It’s In Your View!

It’s been nearly a year since I first began my journey in the Management Intern program at the NIH.  I can assure that a year ago I had no idea what was in store for me.  It’s been a great year, a challenging year, an overwhelming year, but perhaps, most importantly it’s been a year that has caused me to think deeply about how I view life.  This morning I had a “not so original” epiphany that I’ll share in just a bit.

You see…my starting the intern program nearly a year ago means that a new group of individuals just found out they made it into the program.  Each year, there’s a diverse group of individuals who apply…candidates come from all racial backgrounds, all career series, all pay levels, different institutes and centers, the diversity of the applicants is limitless, but the selected interns do not always reflect this spectrum of diversity.  Upon the naming of the new interns, one of my colleagues made the decision to make some assumptions about the new interns based on a numerical value that has been placed on them, their pay grade.  Initially, I was irritated that this person found it acceptable to seek out this information, but this irritation has slowly festered into anger.  And, if I’m honest, I desperately want to address the issue directly with the person, but I won’t, I’ve decided it’s best to walk away.  Nevertheless, this act of judging others based on an artificial marker of worth, knowledge, potential, and character opened my eyes to this morning’s ordinary epiphany.  No matter who we are, we view life through our own set of unique lenses.

This epiphany helped me immensely because I’ve been bothered, and quite frankly, angered, a lot over the past few weeks by people in my circles who seem extremely judgmental.  Have I wrongfully judged in the past…certainly.  Have I looked down on people before…I’m guilty, but my thought process has matured over time.  I also think my lens view of life has taught me to avoid looking down on others.  I come from a family where there are individuals that never received their high school diploma and that humbles me.  I come from a family where my grandparents opened their homes to those in need and served as foster parents and that humbles me.  I grew up in a family where anyone was welcome to eat at mealtime, whether you lived in the house or were just visiting because you knew a meal was being served and that humbles me.  I grew up in a family where folks have committed the crime and served the time, yet they are still good at their core and that humbles me.

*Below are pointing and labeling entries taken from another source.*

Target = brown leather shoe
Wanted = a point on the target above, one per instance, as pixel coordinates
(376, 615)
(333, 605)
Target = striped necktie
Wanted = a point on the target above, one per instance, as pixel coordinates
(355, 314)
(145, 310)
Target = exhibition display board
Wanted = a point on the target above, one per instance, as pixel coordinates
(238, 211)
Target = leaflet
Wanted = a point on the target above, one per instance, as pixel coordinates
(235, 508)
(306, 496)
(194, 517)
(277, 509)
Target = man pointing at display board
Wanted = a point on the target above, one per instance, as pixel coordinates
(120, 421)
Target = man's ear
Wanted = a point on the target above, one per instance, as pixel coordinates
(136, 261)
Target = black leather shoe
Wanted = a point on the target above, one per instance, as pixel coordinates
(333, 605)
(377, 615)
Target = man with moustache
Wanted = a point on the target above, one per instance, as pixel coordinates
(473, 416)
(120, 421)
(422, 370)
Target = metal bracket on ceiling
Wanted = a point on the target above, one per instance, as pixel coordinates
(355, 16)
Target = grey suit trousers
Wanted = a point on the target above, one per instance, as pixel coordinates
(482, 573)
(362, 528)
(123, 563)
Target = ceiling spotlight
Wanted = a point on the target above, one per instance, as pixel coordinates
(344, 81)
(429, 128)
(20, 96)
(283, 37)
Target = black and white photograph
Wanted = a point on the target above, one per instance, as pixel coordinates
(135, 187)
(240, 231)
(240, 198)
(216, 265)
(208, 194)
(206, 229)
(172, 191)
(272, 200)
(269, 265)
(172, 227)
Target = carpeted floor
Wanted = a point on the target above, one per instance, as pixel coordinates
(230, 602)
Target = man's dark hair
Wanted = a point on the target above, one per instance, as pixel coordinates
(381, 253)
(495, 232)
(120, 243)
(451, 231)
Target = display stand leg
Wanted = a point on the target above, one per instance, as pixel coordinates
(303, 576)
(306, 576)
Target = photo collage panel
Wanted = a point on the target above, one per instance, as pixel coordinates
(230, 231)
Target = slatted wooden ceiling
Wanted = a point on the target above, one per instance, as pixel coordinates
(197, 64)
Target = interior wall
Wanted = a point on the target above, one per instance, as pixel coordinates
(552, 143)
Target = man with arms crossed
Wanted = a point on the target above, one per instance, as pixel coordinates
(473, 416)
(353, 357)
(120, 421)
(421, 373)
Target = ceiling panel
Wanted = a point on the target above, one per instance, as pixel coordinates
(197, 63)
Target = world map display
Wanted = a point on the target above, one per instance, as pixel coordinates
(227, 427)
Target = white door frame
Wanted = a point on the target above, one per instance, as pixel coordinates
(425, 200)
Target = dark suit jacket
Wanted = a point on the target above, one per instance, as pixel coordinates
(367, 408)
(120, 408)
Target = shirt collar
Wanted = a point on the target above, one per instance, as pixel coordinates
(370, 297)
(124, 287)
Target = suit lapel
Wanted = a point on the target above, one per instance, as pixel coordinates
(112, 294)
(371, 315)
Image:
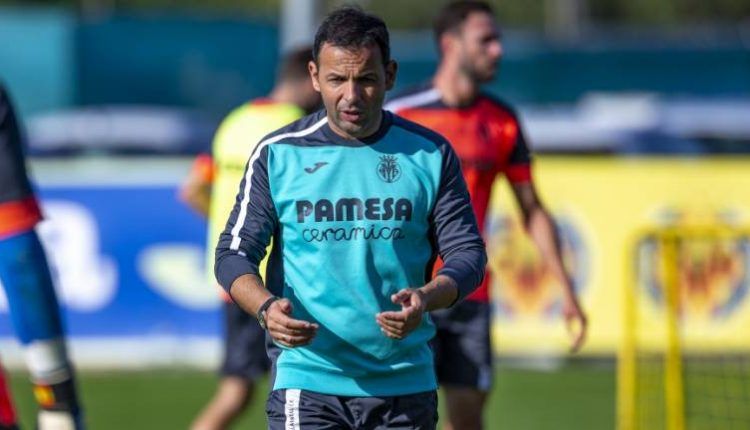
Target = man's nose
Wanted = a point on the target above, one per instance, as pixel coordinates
(352, 91)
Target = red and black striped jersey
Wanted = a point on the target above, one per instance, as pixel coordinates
(19, 210)
(487, 137)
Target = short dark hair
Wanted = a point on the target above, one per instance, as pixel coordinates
(351, 27)
(293, 65)
(453, 15)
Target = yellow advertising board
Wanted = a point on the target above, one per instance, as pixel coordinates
(603, 205)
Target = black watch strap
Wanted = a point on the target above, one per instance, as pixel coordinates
(262, 311)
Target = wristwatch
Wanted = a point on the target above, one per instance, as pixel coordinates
(262, 311)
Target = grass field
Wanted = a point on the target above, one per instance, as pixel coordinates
(576, 396)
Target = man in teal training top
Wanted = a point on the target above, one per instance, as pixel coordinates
(359, 203)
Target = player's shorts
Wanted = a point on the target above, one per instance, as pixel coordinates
(463, 355)
(244, 347)
(295, 409)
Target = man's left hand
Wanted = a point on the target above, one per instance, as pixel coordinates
(398, 324)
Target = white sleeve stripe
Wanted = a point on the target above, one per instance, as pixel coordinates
(428, 96)
(291, 409)
(235, 245)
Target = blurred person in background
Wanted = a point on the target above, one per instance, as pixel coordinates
(27, 281)
(488, 138)
(361, 201)
(210, 189)
(7, 411)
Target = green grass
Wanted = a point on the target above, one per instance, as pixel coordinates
(575, 397)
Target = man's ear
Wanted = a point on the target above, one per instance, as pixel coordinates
(313, 69)
(390, 74)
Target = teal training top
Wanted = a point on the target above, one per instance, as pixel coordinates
(353, 222)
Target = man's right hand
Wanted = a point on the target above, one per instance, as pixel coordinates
(285, 330)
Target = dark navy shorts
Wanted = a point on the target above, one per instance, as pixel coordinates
(292, 409)
(244, 348)
(463, 355)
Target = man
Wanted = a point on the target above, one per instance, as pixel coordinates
(210, 189)
(487, 136)
(358, 202)
(28, 285)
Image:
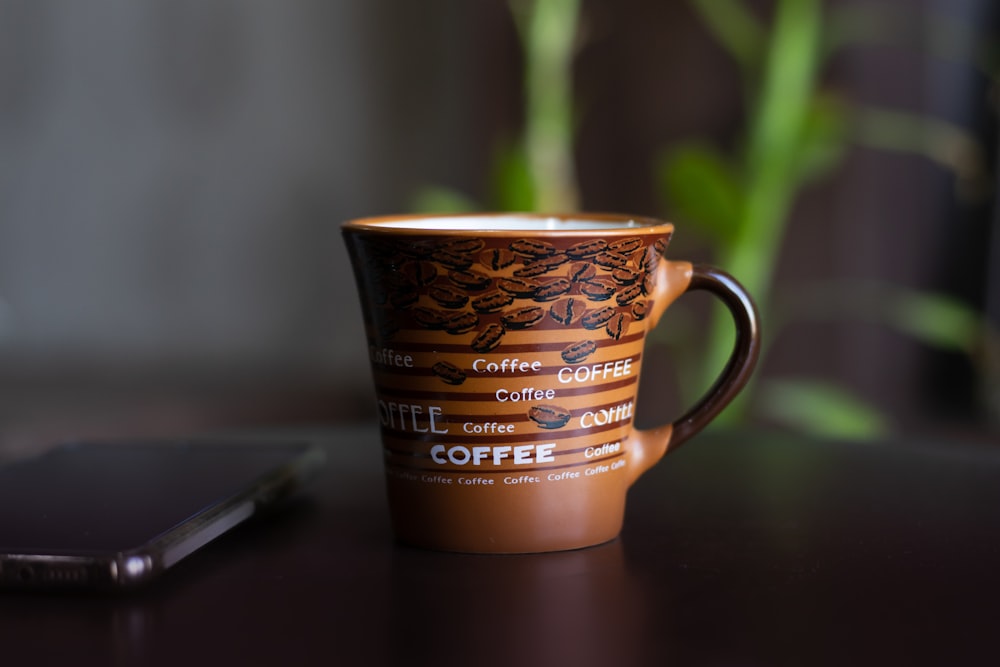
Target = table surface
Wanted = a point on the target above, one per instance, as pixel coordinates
(738, 549)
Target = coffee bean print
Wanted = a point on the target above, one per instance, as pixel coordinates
(497, 258)
(492, 302)
(624, 276)
(650, 258)
(549, 416)
(461, 323)
(587, 248)
(521, 288)
(429, 318)
(522, 318)
(597, 318)
(582, 272)
(618, 325)
(449, 298)
(471, 279)
(448, 372)
(567, 311)
(577, 352)
(533, 248)
(597, 289)
(488, 339)
(404, 298)
(611, 260)
(625, 246)
(552, 289)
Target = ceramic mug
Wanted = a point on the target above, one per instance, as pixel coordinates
(506, 351)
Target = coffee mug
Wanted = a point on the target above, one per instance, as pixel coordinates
(506, 351)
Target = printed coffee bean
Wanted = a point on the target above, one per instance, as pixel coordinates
(429, 318)
(578, 352)
(618, 325)
(597, 289)
(522, 288)
(462, 246)
(552, 289)
(587, 248)
(461, 323)
(498, 258)
(522, 318)
(582, 271)
(492, 302)
(541, 266)
(448, 297)
(566, 311)
(649, 259)
(597, 318)
(532, 248)
(470, 279)
(549, 416)
(448, 372)
(626, 246)
(611, 260)
(451, 260)
(388, 328)
(628, 295)
(420, 272)
(624, 276)
(488, 339)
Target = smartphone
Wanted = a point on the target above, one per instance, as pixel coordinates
(94, 515)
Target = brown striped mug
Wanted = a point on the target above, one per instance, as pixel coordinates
(506, 351)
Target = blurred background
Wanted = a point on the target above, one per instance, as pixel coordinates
(173, 174)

Coming from a family that was far from privileged causes me to see life differently.  Through my lens…people are not defined by their salary, their educational level, their job, their college, their neighborhood, the color of their skin, their religion…no, through my lens, people are defined by their character, their inner being, their heart, their compassion, their love, their ability to fall down and get back up again, their ability to defeat the odds, and their ability to overcome the stereotypes society has placed on them.  It’s not my job, nor my right to look down on somebody else because my truth is that I don’t fully understand the images seen through their lens.